Regardless of what improvement program or acronym you’re currently involved with - ERP, supply chain management, Lean Manufacturing, Six Sigma, reengineering - some things never change.

For example, Wight’s 35th Law, When you change five things at once and things get better, credit will be given to the most complex thing you changed, when the improvements actually resulted from the simplest thing, is as true today as it ever was.

Today, no one argues much about the need for accurate and timely data. Any modern resource planning and scheduling system -including every supply chain management alternative - depends on accurate inventory records, accurate distribution networks and source of supply definitions, accurate transportation data, sensible lot sizing and lead time data, reasonable safety stock guidelines, up to date in transit inventory records, etc. Without this kind of data, the system won’t work. Regardless of the size of your investment in software, computers, and communication, results fall far short of expectations.

But data quality doesn’t get much attention in most companies. Yes, there are a few very well managed companies that know that accurate data isn’t an accident. They have in place proper accountability, defined objectives, performance measurements, and feedback.

Unfortunately, in most companies, there’s an assumption that the data is, or will be, good enough. People are focused on "more important things", like the new MINTS, MARKS, or RANDOM scheduling systems "with the hot new constraint based scheduling logic. After all, we’ll let the stockroom people and planners clean up the data". And, when and if things get better, what gets the credit? Why MINTS, MARKS, and RANDOM of course. Not the threefold improvement in inventory accuracy or the step-function improvement in transportation data. Or the new controls on safety stock levels. Or the item data cleanup. Or any of the other data without which the "new system" would never have worked.

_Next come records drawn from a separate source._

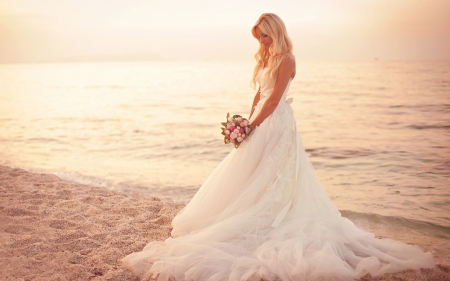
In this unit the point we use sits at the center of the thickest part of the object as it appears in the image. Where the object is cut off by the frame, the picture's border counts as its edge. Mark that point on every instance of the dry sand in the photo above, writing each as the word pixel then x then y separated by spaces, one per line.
pixel 51 229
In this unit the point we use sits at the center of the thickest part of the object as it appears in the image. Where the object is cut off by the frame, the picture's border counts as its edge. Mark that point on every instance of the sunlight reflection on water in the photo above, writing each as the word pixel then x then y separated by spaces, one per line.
pixel 377 131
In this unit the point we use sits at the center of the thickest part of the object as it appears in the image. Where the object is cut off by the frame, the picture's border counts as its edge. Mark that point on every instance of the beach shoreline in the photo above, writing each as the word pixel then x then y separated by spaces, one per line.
pixel 54 229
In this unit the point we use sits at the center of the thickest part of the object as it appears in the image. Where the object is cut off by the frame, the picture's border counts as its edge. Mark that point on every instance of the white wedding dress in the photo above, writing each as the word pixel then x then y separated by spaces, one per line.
pixel 262 214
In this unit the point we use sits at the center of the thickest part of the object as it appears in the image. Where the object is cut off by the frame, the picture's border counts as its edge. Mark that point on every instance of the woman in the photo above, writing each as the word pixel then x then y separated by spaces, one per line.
pixel 262 213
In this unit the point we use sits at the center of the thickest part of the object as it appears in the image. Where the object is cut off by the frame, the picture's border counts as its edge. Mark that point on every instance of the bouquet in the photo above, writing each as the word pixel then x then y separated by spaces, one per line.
pixel 235 130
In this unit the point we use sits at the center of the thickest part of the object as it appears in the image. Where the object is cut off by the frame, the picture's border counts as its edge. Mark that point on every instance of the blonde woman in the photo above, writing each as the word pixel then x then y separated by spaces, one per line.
pixel 262 214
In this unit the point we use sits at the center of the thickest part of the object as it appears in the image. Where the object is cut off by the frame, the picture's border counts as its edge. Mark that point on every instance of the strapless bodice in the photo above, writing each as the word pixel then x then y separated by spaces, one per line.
pixel 266 90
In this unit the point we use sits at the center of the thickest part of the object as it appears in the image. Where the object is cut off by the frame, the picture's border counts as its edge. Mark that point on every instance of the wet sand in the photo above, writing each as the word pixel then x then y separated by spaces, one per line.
pixel 53 229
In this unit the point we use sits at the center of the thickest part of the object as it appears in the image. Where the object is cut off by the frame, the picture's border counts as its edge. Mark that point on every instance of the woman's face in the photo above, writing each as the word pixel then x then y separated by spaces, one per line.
pixel 265 39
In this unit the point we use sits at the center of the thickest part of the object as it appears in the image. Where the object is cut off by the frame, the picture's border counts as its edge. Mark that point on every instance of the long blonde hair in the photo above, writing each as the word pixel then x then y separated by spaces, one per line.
pixel 281 46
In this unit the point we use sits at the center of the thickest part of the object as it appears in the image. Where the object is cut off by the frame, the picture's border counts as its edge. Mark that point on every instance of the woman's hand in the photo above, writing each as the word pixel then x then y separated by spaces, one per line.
pixel 285 72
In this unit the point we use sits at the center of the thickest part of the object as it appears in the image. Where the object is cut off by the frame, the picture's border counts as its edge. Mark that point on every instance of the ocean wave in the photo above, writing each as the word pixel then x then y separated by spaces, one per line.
pixel 433 229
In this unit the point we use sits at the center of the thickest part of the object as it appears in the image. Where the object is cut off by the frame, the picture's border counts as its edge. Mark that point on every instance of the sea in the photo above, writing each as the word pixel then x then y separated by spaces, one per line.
pixel 377 132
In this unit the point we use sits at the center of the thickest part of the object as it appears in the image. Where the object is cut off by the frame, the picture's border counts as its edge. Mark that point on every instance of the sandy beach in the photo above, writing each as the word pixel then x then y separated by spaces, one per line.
pixel 53 229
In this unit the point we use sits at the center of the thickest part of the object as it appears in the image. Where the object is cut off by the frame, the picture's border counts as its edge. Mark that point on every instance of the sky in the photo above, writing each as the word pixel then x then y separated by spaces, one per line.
pixel 102 30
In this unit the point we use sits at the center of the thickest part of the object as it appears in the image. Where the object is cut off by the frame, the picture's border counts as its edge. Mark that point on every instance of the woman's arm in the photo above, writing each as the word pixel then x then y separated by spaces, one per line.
pixel 255 102
pixel 285 72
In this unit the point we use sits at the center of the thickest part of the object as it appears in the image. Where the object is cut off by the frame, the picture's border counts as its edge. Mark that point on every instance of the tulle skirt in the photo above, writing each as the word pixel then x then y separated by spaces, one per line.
pixel 262 214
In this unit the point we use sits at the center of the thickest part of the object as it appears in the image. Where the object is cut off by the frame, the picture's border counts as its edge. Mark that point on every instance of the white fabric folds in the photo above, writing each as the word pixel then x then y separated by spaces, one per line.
pixel 262 214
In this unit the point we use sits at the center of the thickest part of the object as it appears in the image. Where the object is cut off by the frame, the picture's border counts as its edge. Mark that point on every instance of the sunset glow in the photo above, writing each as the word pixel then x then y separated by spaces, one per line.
pixel 50 30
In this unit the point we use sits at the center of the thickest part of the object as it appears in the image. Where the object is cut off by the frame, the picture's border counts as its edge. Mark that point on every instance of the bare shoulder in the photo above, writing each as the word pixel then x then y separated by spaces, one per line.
pixel 287 65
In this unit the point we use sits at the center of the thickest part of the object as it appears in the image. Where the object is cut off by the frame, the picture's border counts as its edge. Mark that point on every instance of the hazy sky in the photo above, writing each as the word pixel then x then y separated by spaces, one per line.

Should you implement new supply chain planning systems? New systems may be required to improve your performance: if your existing systems lack the fundamental logic to match resources with demands, and communicate what is really needed and when, then they are probably due for an upgrade. But it may be that your systems are adequate and that you’ll get better results by focusing on basic data rather than a complete systems replacement.

Do you have an active and on-going process for monitoring the basic data upon which your supply chain planning system depends? Do you really know how accurate your data is? Or even which elements to measure?

There’s no time like the present to find out. In the chart, you can see some of the specific areas you should be monitoring, along with the minimum acceptable level of accuracy needed to operate a modern resource planning and scheduling system.

 

If your data is already accurate, great! You’re ready to move on to other problems. But if it isn’t, fix it now. It may be the simplest thing you can do to generate the results you want.